Wednesday, April 30, 2014

Infosys CEO learns not to invent answers to questions he doesn't know

From Adam Bryant's Corner Office series. Bryant's new book is called Quick and Nimble: Lessons from Leading CEOs on How to Create a Culture of Innovation. This story is from S.D. Shibulal, CEO of Infosys.

I...quickly learned that you have to be honest, transparent and fair. We have 10 development centers in India, and I travel to visit them. Somebody once asked me a question I didn’t know the answer to, but I invented some answer. About three weeks later, I went to another center, and somebody asked the same question, and I invented some answer again. They immediately said, “Well, you were at another center and you said something else.” I promised myself then that if I don’t know, I will say: “I don’t know the answer. I’ll find out and let you know.”

Tuesday, April 15, 2014

Board member applauds executive for explaining a big mistake

From Adam Bryant's interview with Intuit CEO Brad Smith, in the New York Times Corner Office column. Bryant's latest book is, "Quick and Nimble: Lessons from Leading CEOs on How to Create a Culture of Innovation."

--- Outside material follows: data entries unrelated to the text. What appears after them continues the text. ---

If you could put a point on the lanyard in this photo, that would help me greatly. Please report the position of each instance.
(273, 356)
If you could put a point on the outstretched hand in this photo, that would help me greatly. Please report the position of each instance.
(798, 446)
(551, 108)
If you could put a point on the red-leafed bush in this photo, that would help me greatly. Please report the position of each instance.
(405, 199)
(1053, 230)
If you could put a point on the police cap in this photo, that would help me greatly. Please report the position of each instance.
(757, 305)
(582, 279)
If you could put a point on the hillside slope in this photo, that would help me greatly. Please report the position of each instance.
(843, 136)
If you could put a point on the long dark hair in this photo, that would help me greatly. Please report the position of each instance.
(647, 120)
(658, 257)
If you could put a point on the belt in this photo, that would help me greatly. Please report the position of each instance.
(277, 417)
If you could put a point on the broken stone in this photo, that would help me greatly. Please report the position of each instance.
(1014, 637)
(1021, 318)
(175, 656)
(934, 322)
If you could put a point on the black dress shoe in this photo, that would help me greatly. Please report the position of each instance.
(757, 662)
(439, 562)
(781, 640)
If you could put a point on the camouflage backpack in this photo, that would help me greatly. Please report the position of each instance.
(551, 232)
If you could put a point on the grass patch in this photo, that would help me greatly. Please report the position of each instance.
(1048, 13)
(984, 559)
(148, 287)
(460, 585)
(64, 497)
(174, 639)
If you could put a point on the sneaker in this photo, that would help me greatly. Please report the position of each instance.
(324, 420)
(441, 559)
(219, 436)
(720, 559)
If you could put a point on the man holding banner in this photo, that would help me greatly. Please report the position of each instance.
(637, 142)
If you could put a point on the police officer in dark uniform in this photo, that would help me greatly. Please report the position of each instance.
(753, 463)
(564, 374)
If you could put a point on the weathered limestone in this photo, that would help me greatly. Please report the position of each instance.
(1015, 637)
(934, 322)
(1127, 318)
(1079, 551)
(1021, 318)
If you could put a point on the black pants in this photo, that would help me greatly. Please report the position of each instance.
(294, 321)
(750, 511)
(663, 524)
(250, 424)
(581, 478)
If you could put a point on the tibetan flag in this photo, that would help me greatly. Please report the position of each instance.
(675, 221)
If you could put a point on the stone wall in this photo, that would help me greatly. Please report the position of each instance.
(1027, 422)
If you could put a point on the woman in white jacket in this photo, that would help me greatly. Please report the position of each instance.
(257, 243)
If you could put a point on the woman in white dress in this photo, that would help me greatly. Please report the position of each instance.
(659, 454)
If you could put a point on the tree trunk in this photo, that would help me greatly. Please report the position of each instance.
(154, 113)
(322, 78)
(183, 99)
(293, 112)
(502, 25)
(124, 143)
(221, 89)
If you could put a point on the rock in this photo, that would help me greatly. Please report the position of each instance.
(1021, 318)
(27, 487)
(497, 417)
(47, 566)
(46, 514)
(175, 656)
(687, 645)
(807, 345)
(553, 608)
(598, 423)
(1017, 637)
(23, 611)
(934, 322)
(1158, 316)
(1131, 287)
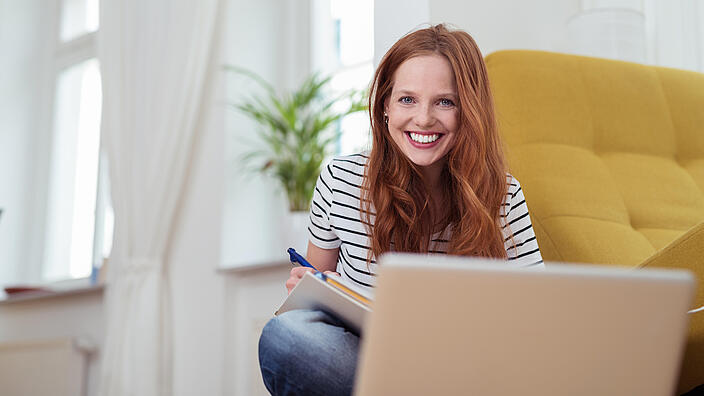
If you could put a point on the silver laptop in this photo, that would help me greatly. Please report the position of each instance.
(460, 326)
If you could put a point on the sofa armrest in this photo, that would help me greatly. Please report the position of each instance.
(687, 252)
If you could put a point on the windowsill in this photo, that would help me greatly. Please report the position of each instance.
(49, 293)
(254, 267)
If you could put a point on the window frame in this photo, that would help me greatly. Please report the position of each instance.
(58, 57)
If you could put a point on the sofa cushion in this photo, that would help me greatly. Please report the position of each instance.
(610, 154)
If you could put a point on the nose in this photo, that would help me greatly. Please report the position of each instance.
(424, 116)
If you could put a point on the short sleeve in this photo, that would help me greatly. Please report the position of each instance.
(320, 231)
(519, 237)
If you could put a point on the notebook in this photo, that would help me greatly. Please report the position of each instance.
(451, 326)
(331, 294)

I spent six years in a job prior to Intuit, doing a range of jobs in marketing. I started the Internet division during the dot-com boom. I convinced the board to give us $40 million to sign two e-commerce deals, telling them that we could sell more things online than our sales force could sell. I told them we wouldn’t even need a sales force. After $40 million, we sold just 15 units.

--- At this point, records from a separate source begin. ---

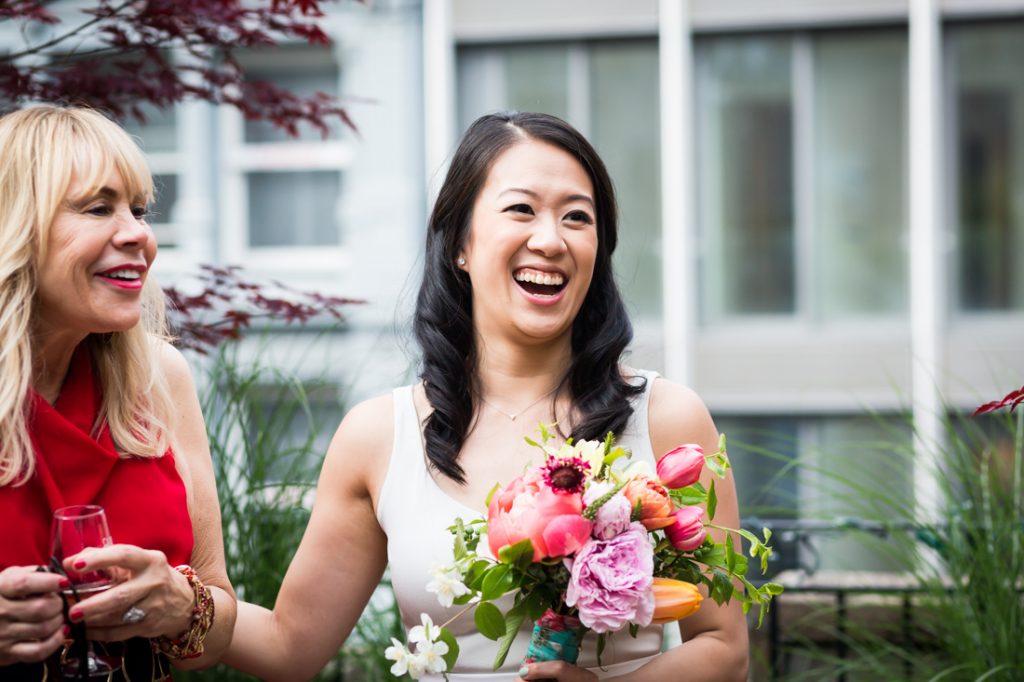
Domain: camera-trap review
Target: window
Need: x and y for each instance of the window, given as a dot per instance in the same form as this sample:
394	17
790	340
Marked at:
801	174
158	137
825	469
289	430
608	90
289	189
987	98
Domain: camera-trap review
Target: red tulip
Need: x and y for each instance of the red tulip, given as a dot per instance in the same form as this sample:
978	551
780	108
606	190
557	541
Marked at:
687	530
682	466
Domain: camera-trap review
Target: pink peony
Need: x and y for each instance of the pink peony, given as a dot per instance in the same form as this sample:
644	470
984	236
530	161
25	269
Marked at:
610	581
681	467
687	530
526	508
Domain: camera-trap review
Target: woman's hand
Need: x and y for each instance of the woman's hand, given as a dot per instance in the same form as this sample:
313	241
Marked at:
31	619
555	670
147	599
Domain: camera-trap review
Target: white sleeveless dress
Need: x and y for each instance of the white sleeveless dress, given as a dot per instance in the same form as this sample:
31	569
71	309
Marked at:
416	513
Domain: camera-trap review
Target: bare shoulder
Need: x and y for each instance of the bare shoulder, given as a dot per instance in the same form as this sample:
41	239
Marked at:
361	445
677	415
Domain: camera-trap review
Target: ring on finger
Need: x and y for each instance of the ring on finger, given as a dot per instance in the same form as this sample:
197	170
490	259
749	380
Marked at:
133	615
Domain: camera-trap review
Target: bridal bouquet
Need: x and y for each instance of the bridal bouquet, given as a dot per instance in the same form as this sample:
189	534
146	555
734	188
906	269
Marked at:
587	541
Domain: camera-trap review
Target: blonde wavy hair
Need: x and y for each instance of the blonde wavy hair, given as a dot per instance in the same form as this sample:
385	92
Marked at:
44	146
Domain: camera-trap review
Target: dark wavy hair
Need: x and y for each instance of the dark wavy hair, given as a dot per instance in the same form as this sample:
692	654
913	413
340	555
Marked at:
443	318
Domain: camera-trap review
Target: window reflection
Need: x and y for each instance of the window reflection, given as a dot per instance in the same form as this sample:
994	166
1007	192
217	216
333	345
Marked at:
989	102
745	175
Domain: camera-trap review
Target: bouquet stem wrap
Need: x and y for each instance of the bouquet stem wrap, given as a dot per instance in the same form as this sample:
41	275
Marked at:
556	637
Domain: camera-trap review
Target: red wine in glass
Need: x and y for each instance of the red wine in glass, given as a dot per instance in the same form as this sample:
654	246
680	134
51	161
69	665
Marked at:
74	529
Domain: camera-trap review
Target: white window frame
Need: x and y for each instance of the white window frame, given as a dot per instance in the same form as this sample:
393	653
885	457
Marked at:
240	158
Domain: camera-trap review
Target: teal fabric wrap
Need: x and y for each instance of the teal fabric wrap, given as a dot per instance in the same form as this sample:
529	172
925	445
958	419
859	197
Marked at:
555	637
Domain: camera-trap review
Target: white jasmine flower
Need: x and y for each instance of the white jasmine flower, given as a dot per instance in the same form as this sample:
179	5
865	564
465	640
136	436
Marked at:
446	584
591	452
425	632
400	655
430	655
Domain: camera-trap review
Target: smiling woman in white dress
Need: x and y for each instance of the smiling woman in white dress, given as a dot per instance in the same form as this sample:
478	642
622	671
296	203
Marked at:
519	322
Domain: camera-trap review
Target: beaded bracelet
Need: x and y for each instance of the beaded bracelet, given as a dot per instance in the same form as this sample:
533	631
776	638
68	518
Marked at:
189	643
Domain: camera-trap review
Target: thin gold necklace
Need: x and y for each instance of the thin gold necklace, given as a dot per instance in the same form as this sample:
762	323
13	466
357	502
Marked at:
514	416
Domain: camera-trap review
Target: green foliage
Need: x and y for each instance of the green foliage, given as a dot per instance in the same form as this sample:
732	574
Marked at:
263	439
966	565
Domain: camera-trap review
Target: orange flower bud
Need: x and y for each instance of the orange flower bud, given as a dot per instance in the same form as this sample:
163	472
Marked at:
655	506
674	600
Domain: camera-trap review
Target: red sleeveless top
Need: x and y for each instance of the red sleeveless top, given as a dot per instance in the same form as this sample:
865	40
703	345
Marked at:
144	498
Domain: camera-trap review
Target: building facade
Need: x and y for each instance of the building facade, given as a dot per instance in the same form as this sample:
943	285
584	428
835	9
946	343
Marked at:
822	201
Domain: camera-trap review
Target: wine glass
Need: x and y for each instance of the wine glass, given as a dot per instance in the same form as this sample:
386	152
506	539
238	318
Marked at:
75	528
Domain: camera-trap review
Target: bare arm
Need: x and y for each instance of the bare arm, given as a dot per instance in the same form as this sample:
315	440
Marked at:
337	566
193	449
162	592
715	635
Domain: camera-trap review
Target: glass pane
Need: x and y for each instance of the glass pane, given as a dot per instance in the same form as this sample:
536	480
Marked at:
480	83
763	451
166	195
745	175
159	133
536	79
291	440
625	124
302	70
989	98
859	172
294	209
860	469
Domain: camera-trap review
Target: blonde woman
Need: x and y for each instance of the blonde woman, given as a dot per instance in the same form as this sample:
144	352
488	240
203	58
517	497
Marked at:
96	409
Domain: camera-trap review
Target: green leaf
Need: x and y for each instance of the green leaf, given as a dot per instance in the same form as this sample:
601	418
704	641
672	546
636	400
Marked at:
453	653
497	582
489	621
459	546
712	501
519	555
513	620
730	554
535	605
689	496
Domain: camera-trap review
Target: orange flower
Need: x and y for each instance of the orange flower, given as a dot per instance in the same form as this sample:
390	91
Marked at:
674	600
655	506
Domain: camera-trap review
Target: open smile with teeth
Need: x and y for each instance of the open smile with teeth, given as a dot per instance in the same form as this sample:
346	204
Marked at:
540	284
126	274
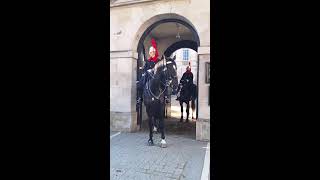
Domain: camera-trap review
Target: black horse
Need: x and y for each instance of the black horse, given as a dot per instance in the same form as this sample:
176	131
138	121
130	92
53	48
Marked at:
162	76
188	92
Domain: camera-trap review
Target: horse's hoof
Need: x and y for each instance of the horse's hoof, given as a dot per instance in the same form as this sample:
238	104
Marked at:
163	144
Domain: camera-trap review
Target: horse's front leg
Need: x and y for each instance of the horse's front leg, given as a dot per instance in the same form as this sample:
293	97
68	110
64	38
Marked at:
163	143
150	141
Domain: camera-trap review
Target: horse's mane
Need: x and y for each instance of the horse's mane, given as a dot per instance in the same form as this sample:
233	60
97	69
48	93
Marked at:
159	66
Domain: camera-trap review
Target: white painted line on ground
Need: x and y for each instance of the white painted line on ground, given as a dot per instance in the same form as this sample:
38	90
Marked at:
206	164
116	134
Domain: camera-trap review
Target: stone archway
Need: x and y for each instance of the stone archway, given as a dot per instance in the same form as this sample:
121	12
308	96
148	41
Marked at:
139	43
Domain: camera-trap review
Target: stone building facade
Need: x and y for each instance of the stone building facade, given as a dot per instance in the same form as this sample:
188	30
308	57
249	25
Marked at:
131	21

So when I went to meet with the board, I figured that I was going to get fired. I called my parents, and my dad said: “Just go in and say: ‘Here’s what I thought. Here’s what happened. Here’s where I was wrong, and here’s what I would do differently.’ ”

I did that, and when I was finished, one board member started clapping and said: “You know what? You are more valuable to us now for three reasons. The first reason is that you won’t make that mistake again, so we want you to go and make a bunch of new mistakes. The second is that your engineers built a killer product, and now our salespeople have something they can put in their sales bag. And the third is the competition is all trying to convince the street that we’re old school and they’re going to do everything online. You just proved that that’s not likely, so we’re smarter as a result.”